Naturally, I had related my one-night affair with Connie to my sister, who – predictably – was both pleased for me and curious about this girl I found so fascinating. After I asked for and received Connie's permission, Alex read all her letters and was impressed both by her imagination and intellect and by her obvious charms, as evidenced in those snapshots. For I should mention that the photos Connie sent were often of the "private" variety, featuring her very own self in very erotic poses. (I wondered who had taken them for her.)
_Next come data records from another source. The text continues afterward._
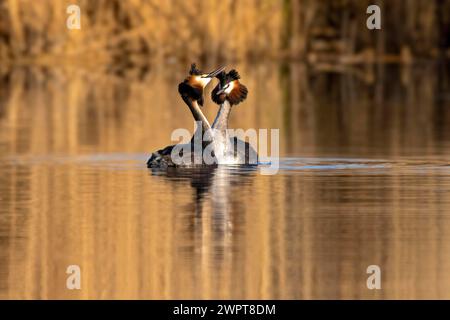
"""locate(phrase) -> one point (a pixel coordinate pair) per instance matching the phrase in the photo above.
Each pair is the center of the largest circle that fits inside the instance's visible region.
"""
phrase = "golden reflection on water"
(74, 189)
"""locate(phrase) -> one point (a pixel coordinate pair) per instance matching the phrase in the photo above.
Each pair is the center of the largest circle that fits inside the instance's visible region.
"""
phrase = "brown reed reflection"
(74, 188)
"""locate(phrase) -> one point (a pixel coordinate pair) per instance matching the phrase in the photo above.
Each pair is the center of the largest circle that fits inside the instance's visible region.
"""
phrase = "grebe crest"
(229, 88)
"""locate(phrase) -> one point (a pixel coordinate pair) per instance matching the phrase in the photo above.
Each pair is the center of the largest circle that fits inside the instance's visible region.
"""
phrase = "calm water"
(364, 179)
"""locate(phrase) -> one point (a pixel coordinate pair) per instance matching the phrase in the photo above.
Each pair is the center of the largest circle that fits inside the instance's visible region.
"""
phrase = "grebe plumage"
(228, 93)
(191, 91)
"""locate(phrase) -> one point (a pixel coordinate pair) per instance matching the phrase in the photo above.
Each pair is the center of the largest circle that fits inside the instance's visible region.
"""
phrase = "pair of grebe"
(228, 92)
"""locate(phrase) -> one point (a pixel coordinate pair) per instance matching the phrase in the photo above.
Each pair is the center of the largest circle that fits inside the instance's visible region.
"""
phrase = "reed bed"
(122, 34)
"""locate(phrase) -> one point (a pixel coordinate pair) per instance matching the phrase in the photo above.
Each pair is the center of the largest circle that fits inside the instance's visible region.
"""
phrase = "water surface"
(364, 179)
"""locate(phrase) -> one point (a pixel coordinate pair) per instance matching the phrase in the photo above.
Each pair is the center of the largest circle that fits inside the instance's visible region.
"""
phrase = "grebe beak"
(214, 73)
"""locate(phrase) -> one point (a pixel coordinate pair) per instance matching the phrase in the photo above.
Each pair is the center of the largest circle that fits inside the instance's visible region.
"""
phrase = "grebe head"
(193, 86)
(229, 88)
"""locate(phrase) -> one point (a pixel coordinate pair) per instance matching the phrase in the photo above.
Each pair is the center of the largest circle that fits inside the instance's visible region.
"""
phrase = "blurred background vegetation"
(123, 34)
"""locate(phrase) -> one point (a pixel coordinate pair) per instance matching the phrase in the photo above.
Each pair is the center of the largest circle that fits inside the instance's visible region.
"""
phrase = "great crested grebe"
(229, 92)
(191, 91)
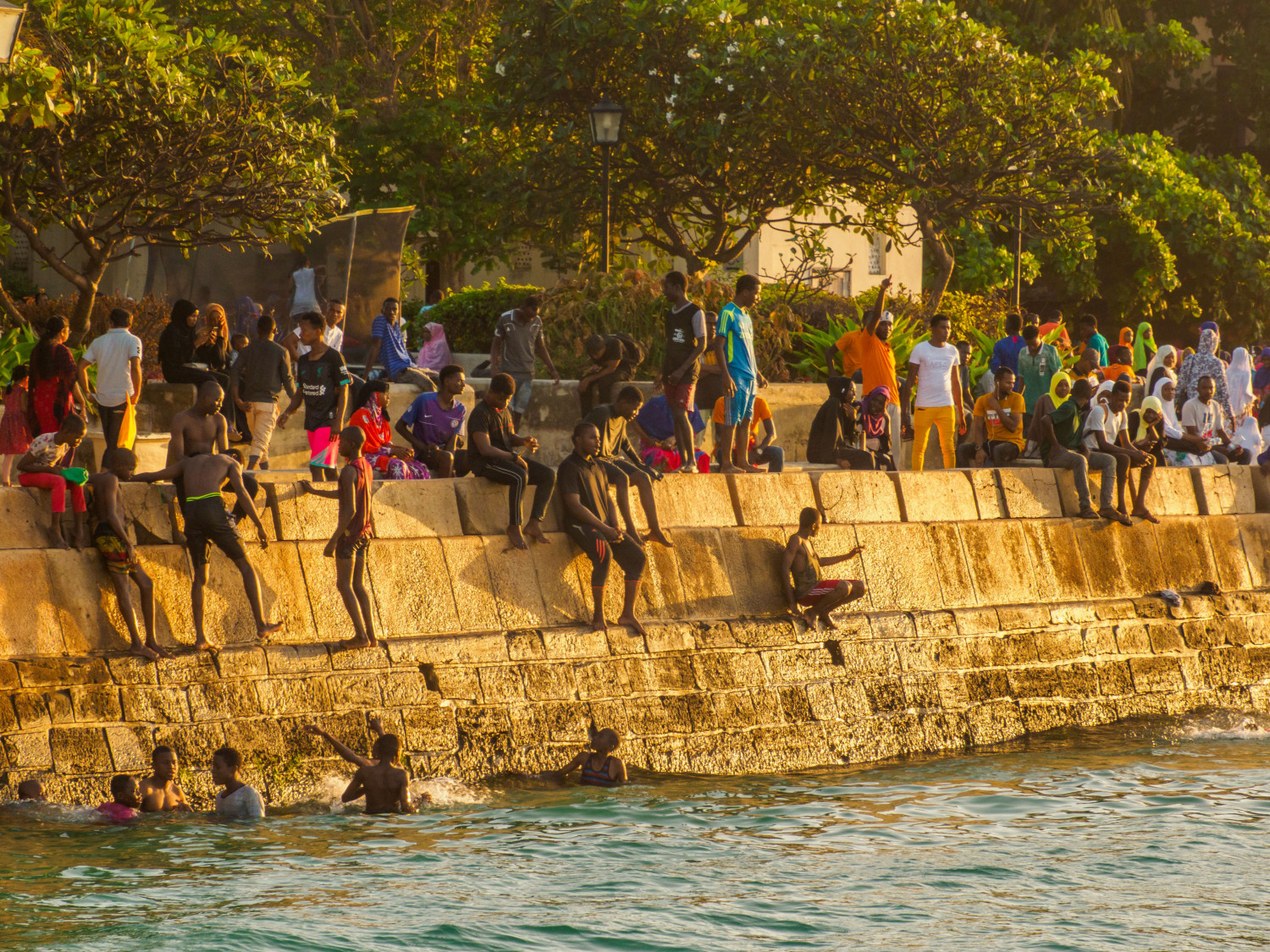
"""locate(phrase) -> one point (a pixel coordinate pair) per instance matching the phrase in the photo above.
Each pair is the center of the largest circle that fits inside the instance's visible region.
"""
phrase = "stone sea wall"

Soon, Alex began including brief notes and then longer missives in my letters to Connie, and Connie answered with evident delight. I felt a growing conviction that these two wonderful ladies would get along just fine, if we could ever arrange another meeting.
Then the opportunity suddenly arrived, in the form of an invitation from the Humboldt Museum at the University of California to the Museum of the Pacific, to send someone for two weeks of concentrated training in some arcane specialty of Polynesian anthropology. Connie wangled the invite for herself, on the grounds that being part-Chinese, part-Japanese, part-Oceanic, and part-European gave her special qualifications. Then she called us that evening to say she would be arriving at Oakland International the next Friday. Alex was sharing the earpiece and listening in; she beat me to it by insisting that Connie would stay with us – and no arguments!
Now, here we were, waiting for the lady to deplane. I had missed her, for reasons of friendship as well as lustful memories. I prayed fervently that she and Alex would hit it off as well as I hoped. And I was nervous about this new turning point in my relationship with Connie. It*had* been fourteen months, all our correspondence notwithstanding, and this wasn't an unexpected interlude in San Diego; I doubted we could simply pick up where we had left off.
Nor did I*really* know how my sister would react when she saw how Connie so obviously affected me. Alex knew I loved her, no doubt about that. And we both had had our flings over the years (including Alex's "crisis of faith" in our relationship during her sophomore year in college). But we were older now and this thing with Connie might be different. Or maybe not – but I was still nervous.
I spotted Connie walking along behind the velvet rope from the passageway; she was scanning the crowd that was waiting to greet the passengers but she hadn't seen me yet; being under five feet in height has some disadvantages. She was wearing tight, bright red shorts, a sleeveless white cotton shirt, and white woven leather sandals with heels. All the colors contrasted nicely with her glowing sandalwood complexion. Her gleaming black hair swirled as she looked about; she had let it grow much longer than it had been in her last photo, and she looked younger than Alex though she was actually almost two years older than me. Alex saw her, too, and squeezed my hand.
"Michael! She's absolutely beautiful!" my sister whispered. The admiration in her voice didn't ease my edginess, though.
Then I raised my hand and waved and Connie saw me. Her eyes lit up and her smile flashed as she wove her way through the crowd. I was a little hesitant in moving forward to meet her, and she saw it and slowed to a stop. She raised those expressive eyebrows in a question that I wasn't sure I could answer. Alex saved me by walloping me on the arm in exasperation.
"Michael? Go and*kiss* her, you idiot! She'll think you don't want her!"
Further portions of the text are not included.